Wij vragen de intrekking van de omzendbrief van de RVA uit oktober 2011, die een enge invulling gaf aan het begrip 'artistieke prestaties'. Bovendien vragen wij een precisering van de wetgeving. Wij wensen een expliciete verwijzing naar het begrip 'artistieke activiteit' in artikel 10 van het ministerieel besluit van 26 november 1991 en 116 §5 van het koninklijk besluit van 25 november 1991, als “creatie en vertolking van artistieke werken, inzonderheid op het vlak van de audiovisuele en beeldende kunsten, de muziek, de literatuur, het spektakelbedrijf, het decorontwerp en de choreografie”, zoals dat in de inleiding van deze besluiten nu reeds omschreven werd en in overeenstemming met de wet betreffende  de sociale zekerheid van de loontrekkenden. Deze voltooiing moet mogelijke misverstanden in de toekomst vermijden.

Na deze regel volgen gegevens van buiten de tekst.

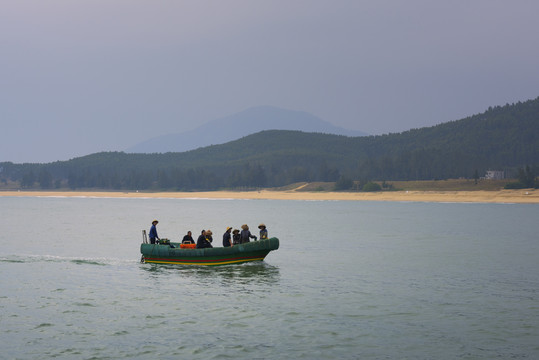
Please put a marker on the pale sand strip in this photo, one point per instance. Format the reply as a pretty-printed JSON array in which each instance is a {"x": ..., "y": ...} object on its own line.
[{"x": 530, "y": 196}]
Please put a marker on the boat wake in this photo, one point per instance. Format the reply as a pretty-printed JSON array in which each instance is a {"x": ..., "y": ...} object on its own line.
[{"x": 28, "y": 258}]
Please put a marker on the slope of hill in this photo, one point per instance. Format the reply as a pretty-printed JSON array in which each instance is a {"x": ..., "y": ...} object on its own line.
[
  {"x": 502, "y": 138},
  {"x": 238, "y": 125}
]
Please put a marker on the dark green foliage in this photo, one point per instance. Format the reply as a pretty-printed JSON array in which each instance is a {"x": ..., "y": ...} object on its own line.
[
  {"x": 526, "y": 179},
  {"x": 502, "y": 138},
  {"x": 344, "y": 183}
]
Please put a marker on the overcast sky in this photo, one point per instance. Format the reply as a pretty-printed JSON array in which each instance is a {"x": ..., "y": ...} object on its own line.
[{"x": 83, "y": 76}]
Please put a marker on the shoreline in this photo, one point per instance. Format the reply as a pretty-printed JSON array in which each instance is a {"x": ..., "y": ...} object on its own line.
[{"x": 520, "y": 196}]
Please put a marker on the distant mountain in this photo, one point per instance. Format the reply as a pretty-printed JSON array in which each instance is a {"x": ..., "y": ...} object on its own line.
[
  {"x": 235, "y": 126},
  {"x": 502, "y": 138}
]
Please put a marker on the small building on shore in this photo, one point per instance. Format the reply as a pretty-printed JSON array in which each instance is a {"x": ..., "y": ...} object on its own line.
[{"x": 495, "y": 175}]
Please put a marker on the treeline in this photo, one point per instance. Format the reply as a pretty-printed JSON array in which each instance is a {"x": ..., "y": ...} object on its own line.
[{"x": 502, "y": 138}]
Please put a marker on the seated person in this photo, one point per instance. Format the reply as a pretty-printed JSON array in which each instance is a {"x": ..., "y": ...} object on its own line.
[{"x": 188, "y": 239}]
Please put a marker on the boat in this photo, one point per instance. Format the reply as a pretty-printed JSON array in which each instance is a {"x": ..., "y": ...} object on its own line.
[{"x": 173, "y": 253}]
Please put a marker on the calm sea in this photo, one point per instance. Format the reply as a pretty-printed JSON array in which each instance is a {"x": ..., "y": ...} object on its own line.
[{"x": 351, "y": 280}]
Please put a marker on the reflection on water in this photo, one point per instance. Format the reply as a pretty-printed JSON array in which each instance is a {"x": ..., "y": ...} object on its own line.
[{"x": 258, "y": 272}]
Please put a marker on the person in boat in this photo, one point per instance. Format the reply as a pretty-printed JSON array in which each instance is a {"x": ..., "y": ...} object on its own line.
[
  {"x": 153, "y": 232},
  {"x": 236, "y": 237},
  {"x": 188, "y": 239},
  {"x": 202, "y": 242},
  {"x": 245, "y": 234},
  {"x": 227, "y": 237},
  {"x": 263, "y": 231},
  {"x": 209, "y": 237}
]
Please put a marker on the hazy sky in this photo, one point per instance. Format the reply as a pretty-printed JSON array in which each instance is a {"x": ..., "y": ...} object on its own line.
[{"x": 83, "y": 76}]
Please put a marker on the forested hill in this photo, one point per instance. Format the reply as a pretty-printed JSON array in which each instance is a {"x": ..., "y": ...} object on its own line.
[{"x": 502, "y": 138}]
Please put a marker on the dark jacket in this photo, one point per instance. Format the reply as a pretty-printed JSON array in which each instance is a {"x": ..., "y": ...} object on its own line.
[
  {"x": 188, "y": 240},
  {"x": 203, "y": 243},
  {"x": 153, "y": 234},
  {"x": 226, "y": 239},
  {"x": 245, "y": 235}
]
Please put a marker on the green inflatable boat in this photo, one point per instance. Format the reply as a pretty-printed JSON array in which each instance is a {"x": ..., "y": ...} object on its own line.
[{"x": 165, "y": 254}]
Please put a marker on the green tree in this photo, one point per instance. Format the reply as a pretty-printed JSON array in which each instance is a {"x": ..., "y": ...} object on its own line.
[{"x": 45, "y": 179}]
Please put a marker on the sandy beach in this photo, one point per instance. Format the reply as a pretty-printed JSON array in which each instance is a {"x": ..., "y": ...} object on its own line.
[{"x": 525, "y": 196}]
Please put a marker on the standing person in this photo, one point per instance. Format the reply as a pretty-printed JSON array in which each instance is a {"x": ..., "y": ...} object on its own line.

Kunstenaars vragen enkel de toepassing van de wet betreffende de sociale zekerheid van de loontrekkenden, die zelf reeds bepaalt dat zij als tijdelijke en onregelmatige werknemers dezelfde rechten hebben op de bescherming van het werknemersregime net zoals alle andere werknemers.

**

Opiniebrief ondertekend door een 300tal kunstenaars.